The president, governor and legislatures have all been working to get financial relief from gas prices to Americans. The problem is, they haven’t decided how to do that.
Earlier this year, California Governor Gavin Newsom pledged to use some of the state's nearly $100 billion budget surplus to issue gas rebates. Distribution of those rebates is where the problem arises. The governor wants to give $400 debit cards to vehicle owners.
However, the Democratic legislature’s rebuttal was to revert to pandemic-like relief checks - $200 if you make less than $125,000 with a dual-income cap at $250,000.
They have yet to come to an agreement.
Assembly Speaker Anthony Rendon told CAL MATTERS the two sides had a “long, long weekend” of negotiations and “certainly made progress.” He said Californians can “certainly” expect to see something in the form of a gas rebate before October.
But many Californians are crossing their fingers, unsure if they’ll see that money at all.
"Like I said, I don't think I, myself, is gonna see that money and that’s not gonna solve the problem," said Lindsay Cox, California resident.
On the federal side of things, President Joe Biden called on Congress Wednesday afternoon to drop the federal gas tax. He also spoke directly to states.
"The second act I'm taking is calling on states to either suspend the state's gas tax as well or find other ways to deliver relief. States' gas tax average 30 cents a gallon," the president said.
In California, that's 50 cents.
If the suspension does happen, some experts say relief could be swift and significant.
“We could start seeing relief three to five days after these laws become effective, if they do. So it could be fairly swift.
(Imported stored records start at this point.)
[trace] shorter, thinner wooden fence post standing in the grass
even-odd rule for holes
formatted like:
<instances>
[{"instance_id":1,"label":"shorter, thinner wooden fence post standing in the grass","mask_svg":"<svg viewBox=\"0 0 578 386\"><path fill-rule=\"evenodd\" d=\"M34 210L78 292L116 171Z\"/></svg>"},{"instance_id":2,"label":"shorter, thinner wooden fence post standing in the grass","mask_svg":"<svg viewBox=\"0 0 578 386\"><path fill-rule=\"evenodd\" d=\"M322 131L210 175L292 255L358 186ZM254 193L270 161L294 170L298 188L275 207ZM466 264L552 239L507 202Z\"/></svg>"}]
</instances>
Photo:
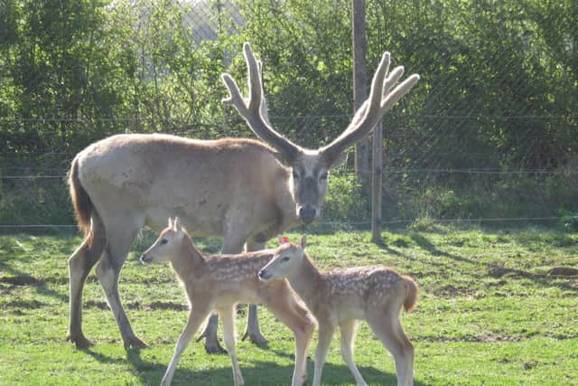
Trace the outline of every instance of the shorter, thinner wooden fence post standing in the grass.
<instances>
[{"instance_id":1,"label":"shorter, thinner wooden fence post standing in the grass","mask_svg":"<svg viewBox=\"0 0 578 386\"><path fill-rule=\"evenodd\" d=\"M383 184L383 125L373 129L373 168L371 178L371 241L381 244L381 188Z\"/></svg>"}]
</instances>

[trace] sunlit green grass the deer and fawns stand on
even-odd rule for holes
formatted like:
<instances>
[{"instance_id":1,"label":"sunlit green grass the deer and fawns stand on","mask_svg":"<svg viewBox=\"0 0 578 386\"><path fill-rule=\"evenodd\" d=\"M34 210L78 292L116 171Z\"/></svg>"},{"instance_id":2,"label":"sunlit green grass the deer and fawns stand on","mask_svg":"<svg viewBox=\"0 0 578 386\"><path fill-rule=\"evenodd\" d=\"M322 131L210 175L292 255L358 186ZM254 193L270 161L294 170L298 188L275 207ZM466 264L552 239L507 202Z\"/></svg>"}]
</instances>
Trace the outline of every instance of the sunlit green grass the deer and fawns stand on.
<instances>
[{"instance_id":1,"label":"sunlit green grass the deer and fawns stand on","mask_svg":"<svg viewBox=\"0 0 578 386\"><path fill-rule=\"evenodd\" d=\"M292 240L298 235L289 234ZM68 328L67 259L78 236L0 236L0 384L158 384L186 320L186 302L166 266L142 266L152 240L135 242L120 291L136 334L151 349L126 351L94 274L85 288L84 331L95 342L76 350ZM321 268L384 264L421 287L404 325L415 344L417 385L578 384L578 234L548 230L483 231L436 228L384 232L387 246L367 232L310 235L308 251ZM271 246L274 244L271 243ZM200 244L208 251L218 241ZM239 310L238 331L245 324ZM247 385L288 384L294 344L289 330L261 308L267 348L238 343ZM314 338L316 339L316 338ZM313 347L316 340L313 341ZM393 358L361 325L355 360L366 381L396 383ZM311 357L313 348L311 350ZM312 379L312 361L309 362ZM334 337L325 384L351 384ZM201 344L183 353L173 384L232 384L226 355Z\"/></svg>"}]
</instances>

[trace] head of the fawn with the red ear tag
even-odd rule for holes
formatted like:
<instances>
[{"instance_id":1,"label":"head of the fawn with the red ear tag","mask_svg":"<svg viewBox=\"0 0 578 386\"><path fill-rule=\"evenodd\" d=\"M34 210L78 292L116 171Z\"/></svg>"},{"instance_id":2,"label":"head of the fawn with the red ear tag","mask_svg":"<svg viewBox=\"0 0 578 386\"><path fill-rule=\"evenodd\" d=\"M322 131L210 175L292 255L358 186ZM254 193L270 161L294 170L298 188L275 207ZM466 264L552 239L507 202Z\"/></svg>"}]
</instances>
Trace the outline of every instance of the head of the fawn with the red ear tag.
<instances>
[{"instance_id":1,"label":"head of the fawn with the red ear tag","mask_svg":"<svg viewBox=\"0 0 578 386\"><path fill-rule=\"evenodd\" d=\"M282 244L275 250L273 259L259 271L259 278L266 281L293 276L305 257L306 243L307 237L303 235L299 244Z\"/></svg>"}]
</instances>

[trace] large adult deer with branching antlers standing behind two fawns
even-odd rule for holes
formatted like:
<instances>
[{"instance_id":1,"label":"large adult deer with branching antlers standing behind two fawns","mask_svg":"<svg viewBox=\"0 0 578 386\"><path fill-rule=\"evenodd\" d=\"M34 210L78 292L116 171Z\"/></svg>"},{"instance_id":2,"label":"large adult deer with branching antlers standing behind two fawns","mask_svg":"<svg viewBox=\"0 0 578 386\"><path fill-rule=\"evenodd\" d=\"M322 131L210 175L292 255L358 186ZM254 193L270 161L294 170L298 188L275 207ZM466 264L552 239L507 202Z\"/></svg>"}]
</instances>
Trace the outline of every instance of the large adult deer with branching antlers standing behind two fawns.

And if you total the two up, it could basically bring up to 90 cents of relief, potentially slightly more if oil prices continue falling,” explained Patrick De Haan, Head of Petroleum Analysis at Gasbuddy.
California's state gas tax is 51 cents, the federal one is 18 cents, and sales tax is 12 cents. Add in a couple of other costs and Californians are paying $1.30 a gallon just in taxes and fees.
No major decisions have been made yet but for California, it could be soon. Governor Newsom has to sign off on the state's budget plan by the end of this month, meaning lawmakers need to make a decision on gas relief money by then.